13. “[C]ritical popular films about militarism,” writes Hugh Gusterson (2004, p. 59), “are sometimes able to penetrate the dominant discourse, opening up fissures and enabling the articulation of doubts and queries that might otherwise remain unvoiced.” His remarks apply as well to other forms of cinema.
14. This reputation is largely unearned (Doughty, 2005). Canadian prime ministers have frequently suspended fundamental rights under the infamous War Measures Act, and recently the Canadian intelligence services have handed over Arab-born citizens for interrogation and torture in Syria.
15. Every form of terrorism involves “rather conscious efforts to manipulate perceptions to promote certain interests at the expense of others.
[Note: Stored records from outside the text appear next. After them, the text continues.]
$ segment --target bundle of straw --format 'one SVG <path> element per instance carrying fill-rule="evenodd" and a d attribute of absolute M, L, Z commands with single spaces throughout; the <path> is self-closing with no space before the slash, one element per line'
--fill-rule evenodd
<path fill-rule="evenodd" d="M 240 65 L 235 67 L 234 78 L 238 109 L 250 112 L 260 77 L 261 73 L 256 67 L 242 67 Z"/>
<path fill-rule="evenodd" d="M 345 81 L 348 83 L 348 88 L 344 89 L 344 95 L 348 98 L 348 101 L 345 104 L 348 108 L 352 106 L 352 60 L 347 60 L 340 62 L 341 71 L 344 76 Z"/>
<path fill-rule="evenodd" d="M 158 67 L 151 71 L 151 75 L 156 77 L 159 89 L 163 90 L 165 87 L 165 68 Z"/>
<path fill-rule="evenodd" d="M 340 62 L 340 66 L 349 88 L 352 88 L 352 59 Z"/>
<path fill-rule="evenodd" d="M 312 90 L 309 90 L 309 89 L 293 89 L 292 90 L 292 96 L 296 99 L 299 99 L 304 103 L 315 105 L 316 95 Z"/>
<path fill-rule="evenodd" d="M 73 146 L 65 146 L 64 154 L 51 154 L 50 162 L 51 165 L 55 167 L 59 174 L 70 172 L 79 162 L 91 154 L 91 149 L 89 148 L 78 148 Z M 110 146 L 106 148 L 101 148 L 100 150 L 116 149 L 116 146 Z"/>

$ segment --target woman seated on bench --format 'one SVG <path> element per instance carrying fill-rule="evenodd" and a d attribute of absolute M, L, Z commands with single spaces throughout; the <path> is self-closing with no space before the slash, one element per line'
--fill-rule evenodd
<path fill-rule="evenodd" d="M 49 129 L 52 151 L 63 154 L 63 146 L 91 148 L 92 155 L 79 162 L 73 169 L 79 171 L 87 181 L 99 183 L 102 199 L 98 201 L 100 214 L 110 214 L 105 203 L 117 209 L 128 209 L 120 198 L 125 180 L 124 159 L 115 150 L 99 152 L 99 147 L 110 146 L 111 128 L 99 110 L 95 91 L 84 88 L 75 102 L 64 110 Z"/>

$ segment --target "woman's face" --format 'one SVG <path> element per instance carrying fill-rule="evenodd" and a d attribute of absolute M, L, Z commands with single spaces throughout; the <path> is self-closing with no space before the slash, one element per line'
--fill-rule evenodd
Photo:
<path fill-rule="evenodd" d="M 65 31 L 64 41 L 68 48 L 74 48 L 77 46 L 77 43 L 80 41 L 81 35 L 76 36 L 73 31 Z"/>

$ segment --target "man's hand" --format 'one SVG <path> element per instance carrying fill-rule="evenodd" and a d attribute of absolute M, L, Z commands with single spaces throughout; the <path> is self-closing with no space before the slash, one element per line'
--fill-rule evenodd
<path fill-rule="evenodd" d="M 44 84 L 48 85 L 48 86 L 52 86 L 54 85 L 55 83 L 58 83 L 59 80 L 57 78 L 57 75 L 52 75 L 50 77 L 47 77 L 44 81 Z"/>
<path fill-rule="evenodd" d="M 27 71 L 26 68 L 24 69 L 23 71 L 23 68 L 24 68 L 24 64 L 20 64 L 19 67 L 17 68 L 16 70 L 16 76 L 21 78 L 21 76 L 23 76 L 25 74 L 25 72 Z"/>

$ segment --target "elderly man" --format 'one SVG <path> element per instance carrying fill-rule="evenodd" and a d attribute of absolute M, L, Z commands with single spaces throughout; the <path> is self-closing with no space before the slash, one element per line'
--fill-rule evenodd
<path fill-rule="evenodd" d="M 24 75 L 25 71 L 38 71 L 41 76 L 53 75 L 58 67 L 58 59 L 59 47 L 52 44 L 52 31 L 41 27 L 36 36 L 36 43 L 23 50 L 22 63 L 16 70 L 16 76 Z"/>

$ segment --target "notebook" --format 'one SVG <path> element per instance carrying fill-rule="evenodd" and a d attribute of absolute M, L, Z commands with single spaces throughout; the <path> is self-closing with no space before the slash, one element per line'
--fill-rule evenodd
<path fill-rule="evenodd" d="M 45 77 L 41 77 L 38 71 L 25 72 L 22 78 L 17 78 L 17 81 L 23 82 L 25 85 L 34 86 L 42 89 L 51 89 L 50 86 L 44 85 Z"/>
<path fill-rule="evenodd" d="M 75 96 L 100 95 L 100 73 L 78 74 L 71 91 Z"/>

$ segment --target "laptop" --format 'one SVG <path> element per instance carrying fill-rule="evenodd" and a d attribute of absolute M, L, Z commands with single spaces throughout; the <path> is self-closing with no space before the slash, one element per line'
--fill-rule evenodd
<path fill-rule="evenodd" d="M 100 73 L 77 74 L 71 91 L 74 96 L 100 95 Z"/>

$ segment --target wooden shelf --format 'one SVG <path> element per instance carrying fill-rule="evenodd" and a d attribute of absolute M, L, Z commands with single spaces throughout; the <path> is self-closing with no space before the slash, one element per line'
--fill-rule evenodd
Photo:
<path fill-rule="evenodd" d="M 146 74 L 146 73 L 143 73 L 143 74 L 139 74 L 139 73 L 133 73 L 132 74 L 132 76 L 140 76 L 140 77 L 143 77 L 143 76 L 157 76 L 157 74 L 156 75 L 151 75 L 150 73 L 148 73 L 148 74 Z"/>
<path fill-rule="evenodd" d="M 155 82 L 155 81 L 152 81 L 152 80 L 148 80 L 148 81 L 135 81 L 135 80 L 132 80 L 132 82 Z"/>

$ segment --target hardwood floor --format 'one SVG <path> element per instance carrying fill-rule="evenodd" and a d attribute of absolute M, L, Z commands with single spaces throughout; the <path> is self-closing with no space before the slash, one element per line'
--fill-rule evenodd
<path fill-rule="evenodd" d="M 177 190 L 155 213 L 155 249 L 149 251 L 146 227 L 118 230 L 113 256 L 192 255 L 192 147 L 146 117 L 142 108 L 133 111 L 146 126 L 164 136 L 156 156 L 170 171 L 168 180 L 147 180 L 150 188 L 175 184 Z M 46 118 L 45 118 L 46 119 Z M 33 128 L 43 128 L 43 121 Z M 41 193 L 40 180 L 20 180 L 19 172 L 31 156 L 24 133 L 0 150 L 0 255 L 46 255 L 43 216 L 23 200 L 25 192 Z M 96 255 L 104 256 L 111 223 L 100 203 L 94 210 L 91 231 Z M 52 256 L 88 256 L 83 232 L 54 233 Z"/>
When people and events come to be regularly described in public as terrorists and terrorism, some government or other entity is succeeding in a war of words in which the opponent is promoting alternative designations such as ‘martyr’ or ‘liberation struggle’” (Turk, 2004, p 272).
16.It is perhaps not inconsequential that Al Jazeera is located in Doha, Qatar, twenty miles from the site of one of the biggest U.S. armed forces bases in the Middle East.
17.Bergen himself relates an intriguing narrative of possible premature intoxication surrounding 9-11. In late August 2001 Bergen acquired “a two-hour al-Qaeda propaganda videotape circulating around the Middle East that summer.” The tape suggested that bin Laden was planning an imminent attack on American targets. Bergen wrote to reporter John Burns at The New York Times about the tape, which by then was circulating in DVD format in clandestine Internet chat rooms. Burns’s story about the looming menace of Al-Qaeda “appeared on The New York Times Web site on September 9 under the headline, “‘On videotape, Bin Laden Charts a Violent Future.’ But strangely that was the only version of the story that ever appeared, and it was later expunged by the newspaper from the Web site archive.” Bergen laments that “the last best warning to America of what might be failed to see the light of day. (The Times would publish a story by Burns a day after 9/11 that referenced the bin Laden videotape; a piece that had few of the details of the original story and was, alas, too late to make a difference.)”
18.Huntington served as “counterinsurgency expert for the Johnson administration in Vietnam and later director of the Institute for Strategic Studies at Harvard University” (Ali, 2003, p. 273.)
19.My account of The Clash of Civilizations relies heavily on Gusterson’s (2004) critical analysis of the book.